As the GIFs begin to slow down and we move into the commemorative T-shirt phase, the GoFundMe campaign, and ready for the 30 for 30 doc, it is time to pause, draw breath and say thanks to Rougned Odor - for Making Baseball Fun Again.

Because who among us doesn’t love to watch highly-paid baseball hands engage in something they have no idea how to do? Sunday’s ‘melee’ in Arlington was pretty much a case of handbags, as the English would say, touched off by an Odor punch that was preceded by a buildup that went according to the usual conventions of sporting theatre (if a little long in the development, the Rangers leaving it to the very last Jose Bautista at-bat to deliver the plunk touching it off for real).  

The baseball establishment won’t be quite so grateful whenever they get around to passing judgment in the form of suspensions, but so be it. Nobody said this Make Baseball Fun Again stuff was going to be all about, y’know, fun.

“They’ve got a lot to deal with,” Blue Jays manager John Gibbons said glumly Monday, taking some time out between ejections to offer his thoughts. The suspended will form a long line, from Odor and recipient/instigator/beanball victim/bat-flipper Jose Bautista on down through Gibbons and his opposite Jeff Bannister, and anyone else caught loitering with intent, if Major League Baseball police ever finish looking at the replays that’ve been running and mutating across the Internet since late Sunday afternoon.

It’s a familiar story, and in this particular version the penalties will attempt to skirt the line rather than connect the dots between Odor’s straight right through Bautista’s defences and all the way back to seven months ago, and the bat-flip that started it all (and was itself preceded by nearly an hour of seventh-inning madness that, like this entire saga, points to the difficulty of trying to legislate emotion out of these games).  

 

In Make Baseball Fun Again's creation myth, Bautista’s statuesque admiring of what he had wrought was the big bang. It led to old men yelling at clouds, Bryce Harper’s sloganeering, trucker hats -- and more recently, Harper with a foulmouthed tirade at an umpire last week, thus leaning MBFA in an even more contemporary, Trumpward tack: Nothing like railing against straw-man establishment elites to bolster your brand, with its already well-established allusions to a sepia-toned past that never really was as good as advertised (see the reserve clause, the colour bar, Ty Cobb sharpening his spikes, etc.)

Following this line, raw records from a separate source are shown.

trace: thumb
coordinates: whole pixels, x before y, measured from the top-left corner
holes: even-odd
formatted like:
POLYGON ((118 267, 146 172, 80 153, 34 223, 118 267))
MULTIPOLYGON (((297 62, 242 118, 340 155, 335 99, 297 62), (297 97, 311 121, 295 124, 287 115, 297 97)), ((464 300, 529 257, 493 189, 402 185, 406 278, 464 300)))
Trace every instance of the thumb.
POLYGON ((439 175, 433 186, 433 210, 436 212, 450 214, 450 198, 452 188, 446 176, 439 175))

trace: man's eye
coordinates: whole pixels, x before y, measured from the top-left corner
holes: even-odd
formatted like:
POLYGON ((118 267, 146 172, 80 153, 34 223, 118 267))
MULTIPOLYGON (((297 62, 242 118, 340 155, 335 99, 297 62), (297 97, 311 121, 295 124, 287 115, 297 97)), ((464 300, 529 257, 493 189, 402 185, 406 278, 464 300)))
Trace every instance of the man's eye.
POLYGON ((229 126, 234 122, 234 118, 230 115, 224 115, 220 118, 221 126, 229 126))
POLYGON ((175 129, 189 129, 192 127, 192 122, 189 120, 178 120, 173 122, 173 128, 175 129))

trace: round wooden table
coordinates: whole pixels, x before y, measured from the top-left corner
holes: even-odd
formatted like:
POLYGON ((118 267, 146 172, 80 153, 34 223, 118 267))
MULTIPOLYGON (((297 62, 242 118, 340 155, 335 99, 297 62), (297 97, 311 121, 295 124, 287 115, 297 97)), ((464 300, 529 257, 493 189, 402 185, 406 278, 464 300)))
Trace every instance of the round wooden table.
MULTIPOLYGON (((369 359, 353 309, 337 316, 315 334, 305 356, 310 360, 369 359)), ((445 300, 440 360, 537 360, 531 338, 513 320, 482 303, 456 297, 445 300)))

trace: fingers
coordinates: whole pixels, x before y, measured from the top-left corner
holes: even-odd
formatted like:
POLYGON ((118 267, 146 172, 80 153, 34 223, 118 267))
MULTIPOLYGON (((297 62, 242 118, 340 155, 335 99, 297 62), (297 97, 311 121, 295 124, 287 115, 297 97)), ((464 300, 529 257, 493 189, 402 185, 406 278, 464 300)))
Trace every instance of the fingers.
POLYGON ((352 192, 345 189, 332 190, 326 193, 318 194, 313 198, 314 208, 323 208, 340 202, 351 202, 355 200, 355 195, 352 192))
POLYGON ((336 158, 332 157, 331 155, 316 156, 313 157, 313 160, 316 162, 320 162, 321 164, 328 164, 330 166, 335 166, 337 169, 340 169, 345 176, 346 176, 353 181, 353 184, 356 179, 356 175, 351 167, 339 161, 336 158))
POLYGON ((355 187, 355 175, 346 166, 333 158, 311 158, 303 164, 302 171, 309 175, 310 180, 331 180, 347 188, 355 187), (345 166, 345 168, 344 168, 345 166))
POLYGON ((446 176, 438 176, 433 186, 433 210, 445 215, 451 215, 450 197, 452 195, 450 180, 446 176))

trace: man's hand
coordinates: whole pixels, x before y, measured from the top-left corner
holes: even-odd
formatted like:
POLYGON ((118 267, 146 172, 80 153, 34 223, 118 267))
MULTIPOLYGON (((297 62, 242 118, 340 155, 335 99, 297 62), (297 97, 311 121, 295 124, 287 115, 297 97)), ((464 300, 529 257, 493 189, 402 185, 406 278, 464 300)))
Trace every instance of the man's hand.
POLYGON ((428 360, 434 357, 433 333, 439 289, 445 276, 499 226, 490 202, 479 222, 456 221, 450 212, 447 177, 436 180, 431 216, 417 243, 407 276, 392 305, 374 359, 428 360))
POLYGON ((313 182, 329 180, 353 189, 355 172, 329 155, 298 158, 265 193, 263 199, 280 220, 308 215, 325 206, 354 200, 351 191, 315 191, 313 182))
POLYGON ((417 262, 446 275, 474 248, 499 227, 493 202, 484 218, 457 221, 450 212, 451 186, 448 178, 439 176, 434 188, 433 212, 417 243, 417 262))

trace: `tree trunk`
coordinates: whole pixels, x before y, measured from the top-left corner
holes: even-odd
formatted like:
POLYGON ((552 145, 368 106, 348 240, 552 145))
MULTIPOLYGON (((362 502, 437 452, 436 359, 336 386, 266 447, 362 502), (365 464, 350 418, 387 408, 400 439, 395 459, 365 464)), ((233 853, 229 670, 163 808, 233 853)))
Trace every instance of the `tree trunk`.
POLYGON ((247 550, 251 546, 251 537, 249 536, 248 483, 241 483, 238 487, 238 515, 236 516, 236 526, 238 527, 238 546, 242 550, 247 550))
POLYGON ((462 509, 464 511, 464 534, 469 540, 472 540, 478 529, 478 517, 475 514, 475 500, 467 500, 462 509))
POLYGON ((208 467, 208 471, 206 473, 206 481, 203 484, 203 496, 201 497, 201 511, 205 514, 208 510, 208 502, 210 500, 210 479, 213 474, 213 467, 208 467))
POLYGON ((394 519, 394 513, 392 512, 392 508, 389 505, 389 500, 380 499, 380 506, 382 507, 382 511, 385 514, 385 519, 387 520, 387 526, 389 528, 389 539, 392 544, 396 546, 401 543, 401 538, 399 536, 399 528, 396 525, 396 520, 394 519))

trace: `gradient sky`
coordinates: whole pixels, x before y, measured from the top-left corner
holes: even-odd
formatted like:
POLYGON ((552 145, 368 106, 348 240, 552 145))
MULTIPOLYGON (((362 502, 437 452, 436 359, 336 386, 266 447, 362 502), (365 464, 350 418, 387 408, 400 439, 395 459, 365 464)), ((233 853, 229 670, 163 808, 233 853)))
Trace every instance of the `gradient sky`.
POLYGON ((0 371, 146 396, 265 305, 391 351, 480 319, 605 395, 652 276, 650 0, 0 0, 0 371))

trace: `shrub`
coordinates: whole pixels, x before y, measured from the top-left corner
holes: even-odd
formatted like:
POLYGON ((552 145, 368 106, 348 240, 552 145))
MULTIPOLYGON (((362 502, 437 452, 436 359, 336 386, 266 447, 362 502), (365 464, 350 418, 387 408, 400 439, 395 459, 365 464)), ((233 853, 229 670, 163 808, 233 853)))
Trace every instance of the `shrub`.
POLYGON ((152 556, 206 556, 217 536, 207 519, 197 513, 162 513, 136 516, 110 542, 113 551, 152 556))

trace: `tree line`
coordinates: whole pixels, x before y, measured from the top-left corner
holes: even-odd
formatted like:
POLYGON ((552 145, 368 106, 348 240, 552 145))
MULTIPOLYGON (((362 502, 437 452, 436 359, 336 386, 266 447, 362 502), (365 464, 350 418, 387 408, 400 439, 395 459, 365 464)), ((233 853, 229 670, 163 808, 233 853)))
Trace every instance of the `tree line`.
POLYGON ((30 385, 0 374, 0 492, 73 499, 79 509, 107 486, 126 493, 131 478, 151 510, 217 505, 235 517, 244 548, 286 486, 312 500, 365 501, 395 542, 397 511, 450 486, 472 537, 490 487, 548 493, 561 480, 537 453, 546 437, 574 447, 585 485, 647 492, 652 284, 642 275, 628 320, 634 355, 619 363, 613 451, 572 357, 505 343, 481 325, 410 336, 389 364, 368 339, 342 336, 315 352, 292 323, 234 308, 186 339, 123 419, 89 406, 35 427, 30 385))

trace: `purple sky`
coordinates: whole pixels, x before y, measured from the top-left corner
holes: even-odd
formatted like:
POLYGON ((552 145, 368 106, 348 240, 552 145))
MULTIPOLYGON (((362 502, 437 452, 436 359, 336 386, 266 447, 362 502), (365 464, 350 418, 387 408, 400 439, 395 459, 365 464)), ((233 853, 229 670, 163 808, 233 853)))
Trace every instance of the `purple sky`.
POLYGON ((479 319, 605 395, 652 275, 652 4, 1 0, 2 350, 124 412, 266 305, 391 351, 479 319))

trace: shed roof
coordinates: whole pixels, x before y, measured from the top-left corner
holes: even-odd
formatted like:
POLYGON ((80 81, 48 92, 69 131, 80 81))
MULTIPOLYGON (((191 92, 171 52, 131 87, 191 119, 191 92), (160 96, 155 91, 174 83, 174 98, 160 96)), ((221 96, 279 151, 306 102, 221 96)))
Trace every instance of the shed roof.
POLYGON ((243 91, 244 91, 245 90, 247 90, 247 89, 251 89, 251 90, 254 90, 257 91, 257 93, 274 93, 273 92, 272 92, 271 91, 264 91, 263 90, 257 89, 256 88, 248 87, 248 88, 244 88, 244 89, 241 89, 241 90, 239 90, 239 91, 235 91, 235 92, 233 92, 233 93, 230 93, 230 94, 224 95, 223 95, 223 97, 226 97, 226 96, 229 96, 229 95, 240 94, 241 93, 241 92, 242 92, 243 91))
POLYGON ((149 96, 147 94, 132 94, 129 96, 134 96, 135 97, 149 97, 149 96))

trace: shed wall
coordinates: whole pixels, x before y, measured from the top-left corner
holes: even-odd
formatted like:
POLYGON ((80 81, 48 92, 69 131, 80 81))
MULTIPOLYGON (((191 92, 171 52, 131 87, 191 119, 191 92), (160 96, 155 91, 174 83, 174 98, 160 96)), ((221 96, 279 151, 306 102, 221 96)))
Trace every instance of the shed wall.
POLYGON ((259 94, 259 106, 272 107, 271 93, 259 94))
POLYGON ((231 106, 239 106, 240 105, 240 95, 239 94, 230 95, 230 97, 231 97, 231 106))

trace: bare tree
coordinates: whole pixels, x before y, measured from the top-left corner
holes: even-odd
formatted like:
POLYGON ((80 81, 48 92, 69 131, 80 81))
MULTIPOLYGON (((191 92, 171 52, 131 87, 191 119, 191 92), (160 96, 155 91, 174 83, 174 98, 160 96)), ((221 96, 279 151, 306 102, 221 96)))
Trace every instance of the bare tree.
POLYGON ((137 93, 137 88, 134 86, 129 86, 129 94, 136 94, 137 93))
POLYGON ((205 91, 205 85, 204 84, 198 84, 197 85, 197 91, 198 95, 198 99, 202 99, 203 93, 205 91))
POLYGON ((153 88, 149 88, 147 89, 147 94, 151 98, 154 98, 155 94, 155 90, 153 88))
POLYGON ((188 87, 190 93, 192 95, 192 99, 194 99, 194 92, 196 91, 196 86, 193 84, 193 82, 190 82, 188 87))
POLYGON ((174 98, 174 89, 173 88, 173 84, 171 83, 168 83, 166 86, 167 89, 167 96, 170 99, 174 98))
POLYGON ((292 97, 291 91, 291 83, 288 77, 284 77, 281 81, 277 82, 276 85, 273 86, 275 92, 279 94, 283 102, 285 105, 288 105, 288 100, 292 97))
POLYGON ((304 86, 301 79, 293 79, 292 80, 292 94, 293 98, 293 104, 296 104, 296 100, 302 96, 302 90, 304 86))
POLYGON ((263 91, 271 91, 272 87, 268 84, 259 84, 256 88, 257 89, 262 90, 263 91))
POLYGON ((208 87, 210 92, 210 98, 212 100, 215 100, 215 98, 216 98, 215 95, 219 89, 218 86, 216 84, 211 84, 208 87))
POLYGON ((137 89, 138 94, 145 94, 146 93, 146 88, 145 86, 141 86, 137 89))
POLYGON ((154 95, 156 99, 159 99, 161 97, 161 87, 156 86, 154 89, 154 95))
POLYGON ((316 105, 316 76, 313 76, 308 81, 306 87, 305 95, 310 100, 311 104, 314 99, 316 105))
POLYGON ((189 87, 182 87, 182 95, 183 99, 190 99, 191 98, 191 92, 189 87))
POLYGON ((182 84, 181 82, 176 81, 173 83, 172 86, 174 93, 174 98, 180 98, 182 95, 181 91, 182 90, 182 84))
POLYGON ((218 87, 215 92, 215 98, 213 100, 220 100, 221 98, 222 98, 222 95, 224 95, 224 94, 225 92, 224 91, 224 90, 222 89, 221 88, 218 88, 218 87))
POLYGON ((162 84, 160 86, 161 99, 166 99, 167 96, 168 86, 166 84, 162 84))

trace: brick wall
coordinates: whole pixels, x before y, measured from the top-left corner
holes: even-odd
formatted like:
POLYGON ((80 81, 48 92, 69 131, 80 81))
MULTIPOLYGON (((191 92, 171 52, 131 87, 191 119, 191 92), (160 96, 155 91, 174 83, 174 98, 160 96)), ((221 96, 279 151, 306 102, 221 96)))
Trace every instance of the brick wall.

Like ol’ Ty and new-school Harper and Joey Bats, and unlike the MLB arbiters trying to legislate for a safer game by banning first home-plate and now second-base confrontations, Odor was just expressing himself and taking matters into his own hand. It’ll cost him 10 games or so, but I suspect he’s fine with it: been there, done that, and by now, probably even bought the T-shirt.